Fino a poco tempo fa i due mazzi di Clive Barrett erano introvabili a prezzi “umani”. Recentemente l’autore li ha resi disponibili sul proprio sito (www.greenmangatekeeper.com), e fortunatamente l’Ancient Egyptian Tarot è acquistabile in una confezione che include anche il libro d’accompagno, il che consente uno studio più approfondito del mazzo. Barrett ha progettato gli Arcani Maggiori in modo che le “carte ricadano naturalmente in due gruppi: le prime (numeri da 0 a 8) introducono le divinità principali; le ultime (da 9 a 21) raccontano la storia della morte e della resurrezione di Osiride” (p. 13, traduzione mia). Per lo studioso di Tarocchi è inoltre interessante il capitoletto che segue, riguardante Osiride e le altre mitologie, nel quale viene presentato un affascinante specchietto di confronto tra il mito di Osiride e quello di Artù.
Sebbene il testo all’inizio dichiari che questo è un mazzo che può essere facilmente usato anche da principianti, personalmente ritengo che sia godibile in maggior misura da chi ha già esperienza di Tarocchi: in particolare, se non si segue la filosofia dei Tarocchi Comparativi di Valerie Sim, può risultare fuorviante l’apprendimento di talune lamine così come sono presentate nel libro d’accompagno. Un chiaro esempio è il 7 di Coppe, che – nonostante quanto scritto nel libro a p. 86 – non richiama neppure da lontano l’idea di sogni a occhi aperti, di fin troppe scelte che si presentano al soggetto, ecc.

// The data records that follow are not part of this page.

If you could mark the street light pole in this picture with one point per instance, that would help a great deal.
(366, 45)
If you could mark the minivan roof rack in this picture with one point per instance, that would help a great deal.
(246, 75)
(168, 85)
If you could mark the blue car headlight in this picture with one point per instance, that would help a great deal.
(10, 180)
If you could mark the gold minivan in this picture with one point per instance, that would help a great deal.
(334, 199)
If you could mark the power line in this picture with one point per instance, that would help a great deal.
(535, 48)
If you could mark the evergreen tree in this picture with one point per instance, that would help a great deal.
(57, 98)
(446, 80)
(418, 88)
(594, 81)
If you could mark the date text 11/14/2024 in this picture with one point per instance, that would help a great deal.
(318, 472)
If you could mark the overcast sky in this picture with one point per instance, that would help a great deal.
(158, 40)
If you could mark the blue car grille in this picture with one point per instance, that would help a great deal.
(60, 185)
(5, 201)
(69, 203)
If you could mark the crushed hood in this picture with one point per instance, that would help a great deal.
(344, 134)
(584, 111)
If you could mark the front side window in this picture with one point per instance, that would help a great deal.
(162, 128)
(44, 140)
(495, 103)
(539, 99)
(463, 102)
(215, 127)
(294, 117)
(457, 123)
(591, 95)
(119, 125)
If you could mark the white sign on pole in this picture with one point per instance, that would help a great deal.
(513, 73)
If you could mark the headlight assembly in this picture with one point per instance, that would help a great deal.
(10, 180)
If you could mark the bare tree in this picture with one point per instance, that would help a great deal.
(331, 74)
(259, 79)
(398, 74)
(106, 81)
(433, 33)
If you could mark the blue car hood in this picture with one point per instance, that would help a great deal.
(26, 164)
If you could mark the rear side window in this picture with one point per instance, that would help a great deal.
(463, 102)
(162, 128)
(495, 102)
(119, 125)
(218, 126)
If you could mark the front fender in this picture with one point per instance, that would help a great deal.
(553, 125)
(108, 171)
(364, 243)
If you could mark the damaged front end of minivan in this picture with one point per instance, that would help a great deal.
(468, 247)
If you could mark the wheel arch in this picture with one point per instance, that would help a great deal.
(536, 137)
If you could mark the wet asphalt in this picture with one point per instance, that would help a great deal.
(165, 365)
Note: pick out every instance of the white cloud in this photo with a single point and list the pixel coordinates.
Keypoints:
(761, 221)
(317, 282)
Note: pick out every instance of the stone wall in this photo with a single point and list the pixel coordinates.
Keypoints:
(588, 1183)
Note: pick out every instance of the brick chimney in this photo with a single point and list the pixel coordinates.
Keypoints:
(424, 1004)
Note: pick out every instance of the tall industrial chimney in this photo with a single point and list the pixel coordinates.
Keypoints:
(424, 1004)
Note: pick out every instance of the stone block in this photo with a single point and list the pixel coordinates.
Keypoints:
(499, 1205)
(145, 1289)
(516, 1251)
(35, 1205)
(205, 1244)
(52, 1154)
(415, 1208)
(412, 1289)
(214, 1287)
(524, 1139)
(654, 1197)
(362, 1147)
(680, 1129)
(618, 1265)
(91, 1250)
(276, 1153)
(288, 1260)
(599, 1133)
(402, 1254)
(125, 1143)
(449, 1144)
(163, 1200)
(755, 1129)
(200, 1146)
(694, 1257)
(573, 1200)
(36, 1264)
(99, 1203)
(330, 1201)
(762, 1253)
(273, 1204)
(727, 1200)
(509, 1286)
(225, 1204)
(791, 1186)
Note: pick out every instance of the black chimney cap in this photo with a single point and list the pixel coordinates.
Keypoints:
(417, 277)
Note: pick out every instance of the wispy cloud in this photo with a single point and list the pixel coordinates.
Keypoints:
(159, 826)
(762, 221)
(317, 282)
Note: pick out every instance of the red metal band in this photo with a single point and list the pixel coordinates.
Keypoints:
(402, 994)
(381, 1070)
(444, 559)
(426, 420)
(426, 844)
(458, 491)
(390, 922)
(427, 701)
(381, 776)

Al contrario, un paio di felici esempi di differenza sono dati dal 2 e dal 3 di Spade. A p. 95 l’autore spiega lo stallo tipico del 2 di Spade in questo modo: «Due guerrieri si incontrano nella luce grigiastra dell’alba. Un tempo nemici, si sono incontrati in pace o forse nel tentativo di forgiare un’amicizia. Come gesto di questa nuova comprensione, simbolicamente si regalano delle spade. Sul terreno si trovano uno scudo e un ramoscello di alloro: lo scudo non servirà finché perdura la pace.» La figura del 3 di Spade può fare ipotizzare le parole lesive che sono caratteristiche di questa carta, che sono state già dette e che conducono a un cuore spezzato.
I titoli di due Onori sono stati cambiati: il Fante è qui la Principessa del seme, mentre il Cavaliere ne è il Principe. Le illustrazioni sono mozzafiato, come del resto in tutto il mazzo!
Il libro si conclude con la presentazione di quattro stese (tre delle quali conosciutissime: l’Astrologica, la Croce Celtica e l’Albero della Vita), e con delle appendici di varia natura. A chiunque sia affascinato dai Tarocchi e dagli antichi Egizi non posso non raccomandare questo mazzo.